It might feel like it has to many of the people who are out on Friday
night for the annual 'mad' Friday celebrations – the curious (British?) tradition of going
out drinking on the last Friday before Christmas and consuming so much alcohol
that you can’t even taste your kebab on the way home – but surely their
world-ending epoch won’t really begin until Saturday morning when they’re
hunched over the toilet bowl throwing the same minced offal up again?
This
whole ‘end of the world’ shite is literally just that – something that somebody
got wind of and was then twisted out of all proportion by the media and adopted
as truth by other equally dense people. As far as I can see, the only evidence
for any of this crap is that the Mayans' calendar sort of ends around about now
(after much shoe-horning and contriving of data so that it sort of looks comprehensible...at
a push). See, the peoples of ancient antiquity didn’t really have days of the
week, or years or months as we know them, so the very notion of ‘Friday the 21st
of December 2012’ would have been complete gobbledygook to your average Mayan
bloke. So where has this magical date come from? I don’t really know or care to
be honest. What I do know is that all these fool s buying candles and salt are
gonna have some ‘splaining to do come Tuesday morning when their kids are
unwrapping cylindrical, waxy gifts.
It kinda makes me a little bit sad for the
human race reading all these news reports about large communities in supposedly
developed and enlightened countries panic buying essentials ‘just in case.’
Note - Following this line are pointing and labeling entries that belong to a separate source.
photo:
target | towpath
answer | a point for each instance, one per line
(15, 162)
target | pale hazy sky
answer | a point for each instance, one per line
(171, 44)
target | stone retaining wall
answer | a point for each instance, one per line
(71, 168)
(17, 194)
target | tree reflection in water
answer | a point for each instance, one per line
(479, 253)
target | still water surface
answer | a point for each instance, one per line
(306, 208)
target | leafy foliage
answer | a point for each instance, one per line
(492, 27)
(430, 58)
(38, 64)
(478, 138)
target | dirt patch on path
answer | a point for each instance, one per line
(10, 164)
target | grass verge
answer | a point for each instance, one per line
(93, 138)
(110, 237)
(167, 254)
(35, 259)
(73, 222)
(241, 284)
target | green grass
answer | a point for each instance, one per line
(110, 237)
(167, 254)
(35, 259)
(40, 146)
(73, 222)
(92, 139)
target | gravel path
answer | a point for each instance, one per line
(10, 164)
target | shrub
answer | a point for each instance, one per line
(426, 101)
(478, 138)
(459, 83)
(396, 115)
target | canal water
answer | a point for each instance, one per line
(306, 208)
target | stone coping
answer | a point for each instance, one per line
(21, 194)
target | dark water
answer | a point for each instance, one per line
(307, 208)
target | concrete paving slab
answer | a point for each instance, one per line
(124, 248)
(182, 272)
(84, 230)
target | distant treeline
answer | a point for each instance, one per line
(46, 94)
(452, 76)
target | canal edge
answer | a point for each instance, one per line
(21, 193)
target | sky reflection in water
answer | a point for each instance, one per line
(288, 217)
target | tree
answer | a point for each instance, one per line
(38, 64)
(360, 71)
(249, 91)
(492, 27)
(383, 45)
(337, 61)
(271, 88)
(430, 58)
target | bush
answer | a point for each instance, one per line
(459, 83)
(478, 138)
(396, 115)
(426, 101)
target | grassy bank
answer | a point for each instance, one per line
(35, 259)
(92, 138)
Just in case what? A wave of fire and brimstone comes sploshing down the street?
The dead rise from their graves and shuffle about a bit? An asteroid smashes the world to tiny fragments like a drunk tramp punching a goldfish bowl? A
despot* presses a button and starts a nuclear war? In the event that any of
those improbable things happen (they won’t), again I ask – what fucking use
will candles and Spam be?! See you on Saturday morning, dickheads.**
Speaking of despots, and taking into consideration the new Hobbit movie is out (mildly tenuous segue, I know), have you ever wondered what Sauron might use to write his Christmas list? Wonder no more, filthy Hobbitses:
It uses children's tears instead of ink |
Forged in the fires of Mount Doom, this delightful writing utensil is available here for the meagre sum of £10,000. I'll have two, then.
*My money would be on that triple-chinned North Korean bloke if I was a betting man. But I'm not.
**And if I'm wrong, then fuck it - I've got some Spam in the cupboard somewhere. And a colour-changing lamp. Yeah bitches.